(Samuel Magal, courtesy of the Israel Antiquities Authority)
Galilee vessels

The Land of Israel constantly reveals hidden treasures, testifying to its rich history and the Jewish people’s deep and long-lasting ties to the land.

A rare workshop for producing chalkstone vessels, dating to the end of the Second Temple era and the Roman period, was recently discovered at Reina, in the Lower Galilee.

The digs center on a small cave in which archaeologists have found thousands of chalkstone cores and other types of production waste, including fragments of stone mugs and bowls in various stages of production.

Like many other archeological finds in Israel, the ancient site was chanced upon during the course of construction work at a municipal sports center conducted by the Reina local council.

This is the fourth workshop of its kind ever to have been uncovered in Israel, with an additional workshop  currently being excavated just one kilometer from the site. The previous two sites were uncovered decades ago in the Jerusalem area.

Dr. Yonatan Adler, senior lecturer at Ariel University and director of the excavations on behalf of the Israel Antiquities Authority (IAA), explained, “In ancient times, most tableware, cooking pots and storage jars were made of pottery. In the first century of the Common Era, however, Jews throughout Judea and Galilee also used tableware and storage vessels made of soft local chalkstone”.

The change in the choice of material seems to have been religious. As Adler explains, “According to ancient Jewish ritual law, vessels made of pottery are easily made impure and must be broken. Stone, on the other hand, is material which can never become ritually impure, and as a result ancient Jews began to produce some of their everyday tableware from stone. Although chalkstone vessels are well-known at many Jewish sites throughout the country, it is extremely unusual to uncover a site where such vessels where actually produced.”

Scrupulous Regarding Purity Laws

“Our excavations are highlighting the pivotal role of ritual purity observance not only in Jerusalem but in far-off Galilee as well,” Adler added.

The excavations have revealed an artificially hewn cave from which ancient workers quarried the raw material for the chalkstone vessels. Ancient chisel marks cover the walls, ceiling and floor of the cave. Inside the cave and on the ground nearby are strewn thousands of stone cores, the ancient industrial waste from stone mugs and bowls produced on a lathe. Hundreds of unfinished vessels were also found, apparently damaged during the production process and discarded on site.

According to Adler, “The production waste indicates that this workshop produced mainly handled mugs and bowls of various sizes. The finished products were marketed throughout the region here in Galilee, and our finds provide striking evidence that Jews here were scrupulous regarding the purity laws.
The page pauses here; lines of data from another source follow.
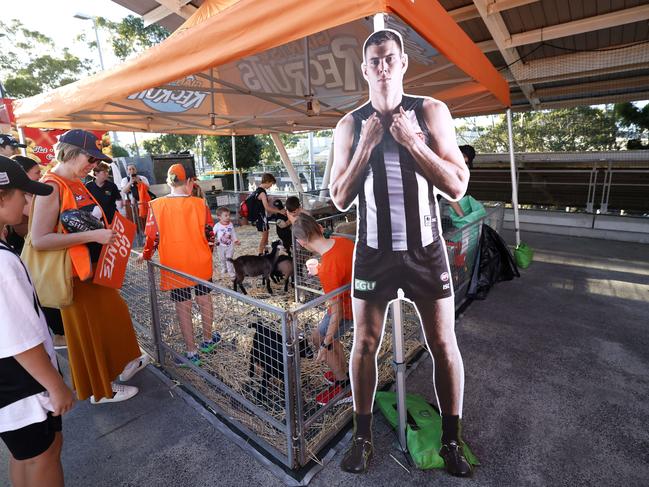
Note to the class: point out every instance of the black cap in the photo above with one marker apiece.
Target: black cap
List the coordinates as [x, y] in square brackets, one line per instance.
[12, 176]
[7, 139]
[85, 140]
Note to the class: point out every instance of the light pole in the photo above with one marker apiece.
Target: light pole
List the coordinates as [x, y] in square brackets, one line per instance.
[82, 16]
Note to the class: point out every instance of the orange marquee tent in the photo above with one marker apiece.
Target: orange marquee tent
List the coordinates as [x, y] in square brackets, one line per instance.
[268, 66]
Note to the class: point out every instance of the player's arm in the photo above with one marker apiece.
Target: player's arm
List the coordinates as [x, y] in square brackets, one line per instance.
[442, 163]
[348, 169]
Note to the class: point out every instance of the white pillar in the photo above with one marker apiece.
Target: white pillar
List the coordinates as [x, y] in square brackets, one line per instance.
[512, 166]
[287, 162]
[235, 176]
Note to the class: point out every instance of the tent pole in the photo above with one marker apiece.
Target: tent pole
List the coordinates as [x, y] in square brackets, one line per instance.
[21, 137]
[512, 166]
[287, 162]
[379, 22]
[235, 176]
[327, 174]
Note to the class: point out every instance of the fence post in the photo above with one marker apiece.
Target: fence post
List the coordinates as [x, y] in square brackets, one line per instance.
[155, 314]
[399, 371]
[292, 428]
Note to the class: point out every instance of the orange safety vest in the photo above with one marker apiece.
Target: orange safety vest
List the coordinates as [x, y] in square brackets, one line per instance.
[70, 193]
[183, 246]
[144, 199]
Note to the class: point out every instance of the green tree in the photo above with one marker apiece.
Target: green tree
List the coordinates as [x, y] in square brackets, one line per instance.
[130, 36]
[575, 129]
[636, 122]
[248, 149]
[119, 151]
[30, 64]
[167, 143]
[269, 152]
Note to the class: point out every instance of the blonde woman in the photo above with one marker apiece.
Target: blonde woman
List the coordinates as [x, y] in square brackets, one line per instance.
[101, 341]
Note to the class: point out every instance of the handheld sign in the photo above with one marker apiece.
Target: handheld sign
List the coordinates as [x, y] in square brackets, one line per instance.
[114, 257]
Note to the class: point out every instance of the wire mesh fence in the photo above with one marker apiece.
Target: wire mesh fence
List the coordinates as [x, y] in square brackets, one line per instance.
[229, 349]
[255, 363]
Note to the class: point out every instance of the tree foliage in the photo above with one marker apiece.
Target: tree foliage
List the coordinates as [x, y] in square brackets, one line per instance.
[636, 122]
[29, 63]
[167, 143]
[575, 129]
[269, 152]
[130, 36]
[119, 151]
[248, 149]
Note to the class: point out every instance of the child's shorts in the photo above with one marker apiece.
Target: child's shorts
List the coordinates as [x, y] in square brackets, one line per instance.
[33, 439]
[343, 326]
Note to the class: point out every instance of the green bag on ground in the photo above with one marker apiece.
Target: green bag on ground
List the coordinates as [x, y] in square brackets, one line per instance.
[473, 211]
[523, 254]
[423, 431]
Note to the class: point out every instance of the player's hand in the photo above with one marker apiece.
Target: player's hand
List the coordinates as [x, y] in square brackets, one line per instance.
[62, 399]
[372, 131]
[104, 237]
[402, 129]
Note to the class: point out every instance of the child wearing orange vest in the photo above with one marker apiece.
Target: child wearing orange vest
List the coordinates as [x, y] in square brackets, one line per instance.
[179, 221]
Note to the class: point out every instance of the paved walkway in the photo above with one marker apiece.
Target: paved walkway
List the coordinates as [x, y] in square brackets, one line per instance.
[556, 393]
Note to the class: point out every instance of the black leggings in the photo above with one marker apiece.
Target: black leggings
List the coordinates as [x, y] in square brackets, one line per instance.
[54, 320]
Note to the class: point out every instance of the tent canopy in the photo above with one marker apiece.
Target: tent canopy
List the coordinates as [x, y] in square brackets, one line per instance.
[240, 67]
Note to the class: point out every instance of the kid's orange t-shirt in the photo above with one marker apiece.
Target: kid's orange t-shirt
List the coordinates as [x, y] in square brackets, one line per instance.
[336, 270]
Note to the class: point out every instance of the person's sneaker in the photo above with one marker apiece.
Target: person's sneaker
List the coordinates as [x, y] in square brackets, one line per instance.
[59, 342]
[454, 460]
[332, 393]
[192, 357]
[209, 346]
[122, 392]
[134, 366]
[357, 458]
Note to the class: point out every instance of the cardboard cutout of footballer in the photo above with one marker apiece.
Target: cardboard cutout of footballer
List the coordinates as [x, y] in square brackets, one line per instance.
[392, 156]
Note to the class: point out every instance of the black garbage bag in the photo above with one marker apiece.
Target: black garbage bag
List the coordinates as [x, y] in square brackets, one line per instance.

The observance of these purity laws was widespread not only in Jerusalem, but also throughout Judea as well as Galilee at least until the Bar Kokhba rebellion, which ended in 135 CE. The current excavations will hopefully help us answer the question of how long these laws continued to be observed among the Jews of Galilee during the course of the Roman period.”

Yardenna Alexandre, an archaeologist at the IAA who specializes in the study of Roman Era Galilee added that throughout the years, archeologists have discovered fragments of these kinds of stone vessels alongside pottery in excavations of houses in both rural and urban Jewish sites from the Roman period, in places such as Kafr Kanna, Sepphoris and Nazareth.

“Now, for the first time, we have an unprecedented opportunity to investigate a site where these vessels were actually produced in Galilee,” she said.

The fact that Jews at this time used stone vessels for religious reasons is well attested in Talmudic sources.